Maioria do eleitorado natalense demonstra desinteresse por política, aponta pesquisa Metadata/Grupo Dial

 

34,7% declararam ter pouco interesse no tema, enquanto 28,6% disseram não ter nenhum - Foto: Vinicius Loures/Câmara dos Deputados

A pesquisa Metadata/Grupo Dial divulgada na última quarta-feira (1º) indica um cenário de baixo engajamento político na capital potiguar. Segundo o levantamento, 63,3% dos entrevistados afirmam ter “pouco” ou “nenhum” interesse por política.

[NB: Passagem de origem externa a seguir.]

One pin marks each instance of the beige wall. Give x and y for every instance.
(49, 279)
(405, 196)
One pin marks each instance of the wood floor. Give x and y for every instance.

Desse total, 34,7% declararam ter pouco interesse no tema, enquanto 28,6% disseram não ter nenhum. Em sentido oposto, 20,8% afirmam ter muito interesse e 15,9% relatam algum nível de atenção à política.

O levantamento também mapeou os canais de acesso à informação política. O Instagram aparece como principal fonte para 48,3% dos eleitores, à frente da televisão, citada por 43,1%. Portais de notícias e blogs somam 14,6%, seguidos por Facebook (12,1%) e YouTube (10,8%). WhatsApp (3,9%) e Twitter/X (1,7%) apresentam menor participação.

A combinação entre baixo interesse declarado e predominância das redes sociais, especialmente o Instagram, indica um ambiente em que o eleitor tende a ter contato incidental com conteúdos políticos, em vez de buscá-los ativamente. Como explica a CEO do Instituto Metadata, Karine Symonir, “o eleitor desengajado tende a formar sua opinião tardiamente e a ser mais suscetível a estímulos de campanha concentrados nas semanas finais antes da votação”.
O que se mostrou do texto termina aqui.